Noted. As an aside, I wonder how much work in the UK is done in the name of restoration and how much is done because it was what the architect thought best given the brief he/she was given ? It seems to me that the restoration craze hasn't really hit the UK as yet to the same extent as the US but not being in the biz I could very well be wrong in that regard.

As a matter of interest, your work at Woodhall, is that a restoration ?



No, you are right, restoration is not much of a thing in the UK as of now.  The old links that date from before 1900 have necessarily gone through multiple expansions, so there is no obvious version to restore them to [other than, the pre- Peter Dawson era].  Some of the heathland courses are starting to think about restoration vs. further renovation, though, as they all value their history and can trace it back to Colt or Willie Park or Abercromby.

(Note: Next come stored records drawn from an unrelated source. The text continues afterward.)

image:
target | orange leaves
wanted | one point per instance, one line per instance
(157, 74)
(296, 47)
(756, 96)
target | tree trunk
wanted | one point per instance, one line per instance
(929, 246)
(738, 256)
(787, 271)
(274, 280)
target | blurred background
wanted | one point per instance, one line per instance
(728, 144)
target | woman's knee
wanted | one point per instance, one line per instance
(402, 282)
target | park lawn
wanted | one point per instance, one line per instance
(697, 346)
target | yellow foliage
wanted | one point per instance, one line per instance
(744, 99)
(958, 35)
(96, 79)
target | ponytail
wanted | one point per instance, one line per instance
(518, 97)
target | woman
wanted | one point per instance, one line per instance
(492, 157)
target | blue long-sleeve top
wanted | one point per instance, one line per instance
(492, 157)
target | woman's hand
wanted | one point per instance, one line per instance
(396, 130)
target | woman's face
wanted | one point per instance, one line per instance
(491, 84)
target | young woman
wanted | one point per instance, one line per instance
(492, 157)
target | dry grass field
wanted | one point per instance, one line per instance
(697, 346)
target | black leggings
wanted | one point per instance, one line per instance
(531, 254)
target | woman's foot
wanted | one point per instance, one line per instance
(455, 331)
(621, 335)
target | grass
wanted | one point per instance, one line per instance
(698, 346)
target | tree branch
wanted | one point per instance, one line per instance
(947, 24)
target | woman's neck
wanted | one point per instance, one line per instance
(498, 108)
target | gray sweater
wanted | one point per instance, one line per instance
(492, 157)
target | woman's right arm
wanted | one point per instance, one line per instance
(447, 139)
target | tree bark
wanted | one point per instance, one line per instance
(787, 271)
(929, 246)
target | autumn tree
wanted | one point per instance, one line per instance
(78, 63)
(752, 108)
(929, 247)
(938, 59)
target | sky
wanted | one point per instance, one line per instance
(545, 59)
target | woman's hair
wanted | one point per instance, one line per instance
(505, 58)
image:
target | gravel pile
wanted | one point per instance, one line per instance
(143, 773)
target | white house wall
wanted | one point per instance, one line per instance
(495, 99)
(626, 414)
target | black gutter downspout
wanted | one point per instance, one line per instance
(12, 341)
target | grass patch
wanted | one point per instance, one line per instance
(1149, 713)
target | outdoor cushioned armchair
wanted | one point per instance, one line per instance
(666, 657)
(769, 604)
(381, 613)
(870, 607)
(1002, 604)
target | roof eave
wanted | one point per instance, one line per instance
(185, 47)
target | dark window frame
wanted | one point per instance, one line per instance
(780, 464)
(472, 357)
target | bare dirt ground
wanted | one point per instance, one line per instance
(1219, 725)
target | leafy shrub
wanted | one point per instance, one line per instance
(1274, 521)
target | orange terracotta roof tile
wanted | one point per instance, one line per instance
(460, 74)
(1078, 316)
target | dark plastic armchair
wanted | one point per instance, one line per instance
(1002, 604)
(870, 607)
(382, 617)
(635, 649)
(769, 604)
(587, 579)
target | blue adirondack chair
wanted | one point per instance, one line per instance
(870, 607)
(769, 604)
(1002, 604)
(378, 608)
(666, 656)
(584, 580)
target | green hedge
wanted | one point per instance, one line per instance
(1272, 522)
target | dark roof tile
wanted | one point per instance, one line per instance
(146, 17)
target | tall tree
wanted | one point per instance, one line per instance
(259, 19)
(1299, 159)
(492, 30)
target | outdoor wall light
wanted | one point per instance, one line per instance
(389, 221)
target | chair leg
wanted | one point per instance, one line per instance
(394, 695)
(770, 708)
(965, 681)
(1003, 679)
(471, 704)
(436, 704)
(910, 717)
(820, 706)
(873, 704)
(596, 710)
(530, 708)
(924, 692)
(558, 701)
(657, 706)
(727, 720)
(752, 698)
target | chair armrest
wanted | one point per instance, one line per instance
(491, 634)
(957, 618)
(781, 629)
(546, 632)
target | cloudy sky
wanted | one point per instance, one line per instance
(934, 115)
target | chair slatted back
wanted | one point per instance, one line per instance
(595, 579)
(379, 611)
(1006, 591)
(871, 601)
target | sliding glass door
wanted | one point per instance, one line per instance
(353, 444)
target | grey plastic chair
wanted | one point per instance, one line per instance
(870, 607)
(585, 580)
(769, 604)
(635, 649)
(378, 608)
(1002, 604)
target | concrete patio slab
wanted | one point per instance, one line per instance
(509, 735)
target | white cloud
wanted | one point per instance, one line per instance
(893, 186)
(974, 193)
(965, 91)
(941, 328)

As for Woodhall Spa, they didn't ask for a restoration:  the assignment was simply to make the bunkers functional again.  A lot of them had been dug deeper by Col. Hotchkin's son in the 70's and 80's, to the point where they couldn't keep the faces maintained at all.  They didn't want to restore them to shallower, necessarily, but they wanted to make them work. 


Anyway, we fixed up the bunkers that were there and restored a few [but not all of the] lost bunkers, and took down a bunch of pine trees that didn't used to be there.  We shifted a couple of bunkers slightly, but didn't add any bunkers of our own.  It's Hotchkin's most famous course, and I didn't want to start adding my own ideas, even if they might have let me.


The only thing we changed was the angle of the 5th hole, moving the tee to the right of #4 green to get it out of the danger zone between #2 and #4 greens.  I swung the green around some in the process, so the angle back to the new tee would be less severe, and more similar to how it played from the left.